What follows is a chase of some length. Having been aroused from near slumber time distorts. Was it seconds? Minutes? Surely minutes, at least, after putting on my shoes. I am tilting over chairs and moving love seats and shining my phone light and Lucky is just useless. Maybe it’s the spider? I had no idea spider plants were a narcotic for cats. We try to keep him in nip enough that he doesn’t feel the need to devour any one of Ruth’s many spider plants. But he always comes back to it. We will look over on some early evening, only to see the cat horking down a few leaves before bed. We will chastise the cat and he will get down. He knows it’s bad for him, probably. Knows he shouldn’t do it. But he keeps chasing that spider, nevertheless.
So I give him that handicap (in the golf sense not the differently abled) because the cat is clearly high. And I know this for certain because, for some time after we had given up the chase, Lucky would continue to charge and attack anything that looked like anything. Scrunchy. Pool noodle chunk. Orphaned sock. Each time I would bolt upright and turn on my phone flashlight, both hoping and dreading to see Lucky with a limp mouse in his grinding jaws. That’s what you’re for, cat. To eat them. Or at least kill them. Dissuade them to any degree. Wearing them out with horseplay only makes them stronger and more willing to engage. We are working backwards when you play tag with our vermin. You don’t have to eat it, but at least capture the thing. So we can put it in Tupperware and freeze it to death.
But no, that’s an awful way to kill a mouse. Although if I were a mouse I guess that’s how I would choose to go. Far better to go into hypoxic hypothermia than struggle in a glue trap. But I don’t impose my worldview on others, if given a chance. In this instance it is a matter of territoriality. Dominion. The mice must stay outdoors, with the ants, and the flies. Stay out there, you awful creatures. Once in NYC I knew a cat that would eat cockroaches. Just think what a million of those cats could do on a given night? Not needing cat food would be a miracle enough. Not enough people talk about keeping predators as pets. We keep them indoors and try to breed out their instincts, but also we could just be fooling ourselves.

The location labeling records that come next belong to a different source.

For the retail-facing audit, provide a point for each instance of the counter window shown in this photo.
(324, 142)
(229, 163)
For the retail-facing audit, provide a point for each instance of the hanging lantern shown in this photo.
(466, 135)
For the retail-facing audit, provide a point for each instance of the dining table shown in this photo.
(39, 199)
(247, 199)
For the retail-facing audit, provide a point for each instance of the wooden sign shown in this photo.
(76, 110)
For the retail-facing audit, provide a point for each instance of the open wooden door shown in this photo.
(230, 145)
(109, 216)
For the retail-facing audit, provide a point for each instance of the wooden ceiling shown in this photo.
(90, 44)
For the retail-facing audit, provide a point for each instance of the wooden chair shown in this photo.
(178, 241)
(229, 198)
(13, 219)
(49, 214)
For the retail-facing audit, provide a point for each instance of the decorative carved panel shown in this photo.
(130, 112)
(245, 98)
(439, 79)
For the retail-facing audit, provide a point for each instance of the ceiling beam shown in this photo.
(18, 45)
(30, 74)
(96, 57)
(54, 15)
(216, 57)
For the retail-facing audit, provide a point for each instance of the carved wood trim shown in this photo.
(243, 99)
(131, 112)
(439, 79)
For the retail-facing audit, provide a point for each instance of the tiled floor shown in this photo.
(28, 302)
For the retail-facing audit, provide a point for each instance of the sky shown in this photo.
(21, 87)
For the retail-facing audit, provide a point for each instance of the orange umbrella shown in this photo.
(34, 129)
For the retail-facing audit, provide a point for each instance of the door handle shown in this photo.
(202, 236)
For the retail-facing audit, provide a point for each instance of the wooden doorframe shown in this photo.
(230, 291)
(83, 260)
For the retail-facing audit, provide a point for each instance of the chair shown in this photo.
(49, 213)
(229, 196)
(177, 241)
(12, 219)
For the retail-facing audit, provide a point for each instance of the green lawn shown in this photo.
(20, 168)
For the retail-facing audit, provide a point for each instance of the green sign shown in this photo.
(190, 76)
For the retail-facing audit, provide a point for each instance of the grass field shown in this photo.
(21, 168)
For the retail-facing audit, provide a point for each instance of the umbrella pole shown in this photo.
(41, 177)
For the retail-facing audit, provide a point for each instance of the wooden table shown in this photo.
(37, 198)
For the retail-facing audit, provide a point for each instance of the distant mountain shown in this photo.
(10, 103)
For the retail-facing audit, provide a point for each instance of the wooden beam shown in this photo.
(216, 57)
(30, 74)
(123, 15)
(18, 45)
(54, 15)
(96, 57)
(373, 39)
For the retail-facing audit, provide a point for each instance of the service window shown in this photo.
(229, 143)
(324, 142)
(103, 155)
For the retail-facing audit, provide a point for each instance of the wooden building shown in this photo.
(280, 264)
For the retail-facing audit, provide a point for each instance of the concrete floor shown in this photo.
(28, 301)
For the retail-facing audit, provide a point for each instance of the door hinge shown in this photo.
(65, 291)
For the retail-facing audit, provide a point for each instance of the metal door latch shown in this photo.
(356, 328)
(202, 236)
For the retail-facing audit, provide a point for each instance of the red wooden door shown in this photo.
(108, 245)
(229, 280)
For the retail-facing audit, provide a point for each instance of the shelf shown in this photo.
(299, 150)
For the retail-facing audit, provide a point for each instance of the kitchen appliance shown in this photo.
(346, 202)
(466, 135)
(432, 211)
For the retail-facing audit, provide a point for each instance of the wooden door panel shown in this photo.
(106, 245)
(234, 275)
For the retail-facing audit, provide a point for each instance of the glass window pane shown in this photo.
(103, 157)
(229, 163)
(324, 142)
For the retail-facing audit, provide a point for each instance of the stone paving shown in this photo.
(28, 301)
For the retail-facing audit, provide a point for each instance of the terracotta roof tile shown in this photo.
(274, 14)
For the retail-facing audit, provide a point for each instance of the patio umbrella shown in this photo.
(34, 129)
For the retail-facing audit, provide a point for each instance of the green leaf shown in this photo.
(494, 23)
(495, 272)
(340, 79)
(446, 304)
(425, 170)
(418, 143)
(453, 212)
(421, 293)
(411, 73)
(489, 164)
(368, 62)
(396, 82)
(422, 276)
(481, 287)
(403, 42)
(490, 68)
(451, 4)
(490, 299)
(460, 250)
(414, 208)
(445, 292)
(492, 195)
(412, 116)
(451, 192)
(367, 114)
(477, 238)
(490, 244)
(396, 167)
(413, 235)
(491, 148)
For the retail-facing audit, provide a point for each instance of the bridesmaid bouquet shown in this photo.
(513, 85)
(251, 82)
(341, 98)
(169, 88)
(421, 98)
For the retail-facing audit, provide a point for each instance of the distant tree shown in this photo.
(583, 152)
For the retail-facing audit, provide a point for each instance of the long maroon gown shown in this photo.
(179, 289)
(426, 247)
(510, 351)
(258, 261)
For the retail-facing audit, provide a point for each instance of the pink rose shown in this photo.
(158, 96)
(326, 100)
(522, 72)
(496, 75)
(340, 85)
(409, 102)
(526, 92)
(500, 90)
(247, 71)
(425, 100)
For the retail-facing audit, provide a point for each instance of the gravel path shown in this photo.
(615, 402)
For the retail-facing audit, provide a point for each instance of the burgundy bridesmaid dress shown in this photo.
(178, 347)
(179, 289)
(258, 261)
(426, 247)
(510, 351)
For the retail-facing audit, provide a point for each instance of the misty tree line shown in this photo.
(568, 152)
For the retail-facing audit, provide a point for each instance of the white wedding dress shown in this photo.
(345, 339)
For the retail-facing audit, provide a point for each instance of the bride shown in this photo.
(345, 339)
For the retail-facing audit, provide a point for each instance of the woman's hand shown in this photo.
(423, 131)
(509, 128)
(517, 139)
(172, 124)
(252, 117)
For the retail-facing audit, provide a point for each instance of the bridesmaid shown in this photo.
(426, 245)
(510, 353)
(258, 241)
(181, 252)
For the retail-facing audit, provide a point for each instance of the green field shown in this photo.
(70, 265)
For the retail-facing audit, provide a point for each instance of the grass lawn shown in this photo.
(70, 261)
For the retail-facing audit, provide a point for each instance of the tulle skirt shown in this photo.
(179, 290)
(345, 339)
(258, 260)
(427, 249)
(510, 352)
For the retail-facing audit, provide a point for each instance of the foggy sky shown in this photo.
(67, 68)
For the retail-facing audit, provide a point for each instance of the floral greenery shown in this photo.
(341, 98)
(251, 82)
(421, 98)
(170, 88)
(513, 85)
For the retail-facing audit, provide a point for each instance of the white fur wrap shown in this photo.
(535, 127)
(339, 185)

They are probably just tiny puma and weirdly inbred wolves, pooping on our carpets and biting our faces.
The next morning I was tired and worn out. The incident had rattled my already unhealthy quality of sleep and I really blamed the cat for not doing more. I even went so far as to trash talk him to some people at work. Remarking what a bad cat he was, how he always ate too much spider and chased after nothing. It was a long but rewarding day of administrative, technical, committee, and combat work. So I got home rather late, having seen Achilles killing Hector on the wrong side of the stage, but feeling confident it would tighten up by opening.
I had only said some basic hellos and whats ups before there in the hall was Lucky, holding the limp body of a mouse in his jaws. I praised him, and he set it down. I retrieved a sandwich bag and reverse grab zip locked the creature before throwing it away. The cat remained, looking to me for comfort and affirmation, and I attempted as best I could to oblige him. I pet him with love and reassurance. Gentle, yet powerful strokes.
“You’re a good cat, Lucky. Thanks for that.”
I didn’t tell him about trash talking him at work. Maybe I’ll apologize for that later. I don’t think he will hold it against me because he’s just a cat. But also I left this story unfinished on the computer and I kind of wonder if he saw it and felt bad. If so I’m sorry for the part I played in this minor murder. But also not sorry. It’s a war for the household. We need all the help we can get.